Le risorse messe in campo dal Governo ammontano a 12,6 milioni di euro, cui si aggiungono oltre 3 milioni di cofinanziamento comunale, per un investimento complessivo di circa 15,7 milioni. A sostenere i progetti, una rete di oltre 600 partner locali tra associazioni sportive, enti del Terzo Settore, scuole, Comuni e soggetti privati.

I dati del Primo Rapporto sulla Mobilità Ciclistica nei Comuni Italiani, elaborato da ANCI in collaborazione con Sport e Salute, restituiscono la fotografia di un Paese in movimento. Il 45% dei Comuni finanziati si trova nel Nord Italia, il 24% al Centro, il 31% nel Sud e nelle Isole: un segnale che gli strumenti hanno raggiunto anche i territori storicamente più lontani dalle politiche di mobilità sostenibile. La maggioranza assoluta dei Comuni (67%) appartiene alla fascia sotto i 5.000 abitanti, a conferma che il progetto ha saputo parlare a quell’Italia che spesso rimane ai margini dei grandi investimenti infrastrutturali.

I 201 progetti finanziati si articolano su tre linee di intervento: incentivazione della mobilità ciclabile e del cicloturismo, riqualificazione dei percorsi esistenti, organizzazione di eventi sportivi ciclistici. L’83% dei progetti ha attivato partenariati locali, con una media di 3 partner per Comune in ogni area geografica. Sul piano infrastrutturale, 118 progetti hanno previsto l’adeguamento di piste ciclabili; 60 la realizzazione di stazioni di ricarica per e-bike; 40 la creazione di ciclofficine; 29 la realizzazione di velostazioni. Oltre 103 progetti hanno digitalizzato mappe e itinerari ciclistici.
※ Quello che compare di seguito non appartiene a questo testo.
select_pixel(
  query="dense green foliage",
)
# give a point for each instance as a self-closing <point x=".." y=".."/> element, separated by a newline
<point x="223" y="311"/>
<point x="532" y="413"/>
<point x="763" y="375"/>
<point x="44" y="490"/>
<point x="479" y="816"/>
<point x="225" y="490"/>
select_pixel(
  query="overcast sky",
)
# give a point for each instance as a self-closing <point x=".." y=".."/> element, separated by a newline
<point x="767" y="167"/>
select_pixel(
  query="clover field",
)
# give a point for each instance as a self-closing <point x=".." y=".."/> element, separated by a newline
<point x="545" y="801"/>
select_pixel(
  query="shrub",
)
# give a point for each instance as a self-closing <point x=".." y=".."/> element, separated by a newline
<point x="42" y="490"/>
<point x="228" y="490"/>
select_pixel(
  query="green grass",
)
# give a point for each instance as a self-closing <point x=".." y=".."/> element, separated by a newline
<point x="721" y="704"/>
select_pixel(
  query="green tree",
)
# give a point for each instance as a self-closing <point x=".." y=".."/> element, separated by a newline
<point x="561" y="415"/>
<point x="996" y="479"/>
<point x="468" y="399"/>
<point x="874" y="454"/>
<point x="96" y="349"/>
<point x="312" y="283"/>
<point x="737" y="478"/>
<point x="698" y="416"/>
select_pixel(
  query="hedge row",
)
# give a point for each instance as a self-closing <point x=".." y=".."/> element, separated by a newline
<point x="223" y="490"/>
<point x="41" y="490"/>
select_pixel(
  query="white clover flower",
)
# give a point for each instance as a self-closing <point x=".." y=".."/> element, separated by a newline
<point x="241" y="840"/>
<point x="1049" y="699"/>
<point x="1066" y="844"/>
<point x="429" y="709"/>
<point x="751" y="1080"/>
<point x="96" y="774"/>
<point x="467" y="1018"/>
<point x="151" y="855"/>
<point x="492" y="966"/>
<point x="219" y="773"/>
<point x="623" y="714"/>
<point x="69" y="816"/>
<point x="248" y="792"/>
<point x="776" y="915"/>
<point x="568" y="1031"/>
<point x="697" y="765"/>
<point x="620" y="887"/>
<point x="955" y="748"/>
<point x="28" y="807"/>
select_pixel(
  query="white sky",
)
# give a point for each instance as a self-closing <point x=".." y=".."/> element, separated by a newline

“Bici in Comune” si inserisce in una strategia avviata dl Ministro per lo Sport e i Giovani, attraverso il Dipartimento per lo Sport e da Sport e Salute, portata avanti con, tra gli altri, “Sport nei Parchi” e “Sport Illumina”, programmi che condividono la stessa logica: portare il movimento fisico dove oggi non arriva, renderlo accessibile, usarlo come leva di inclusione e sviluppo territoriale.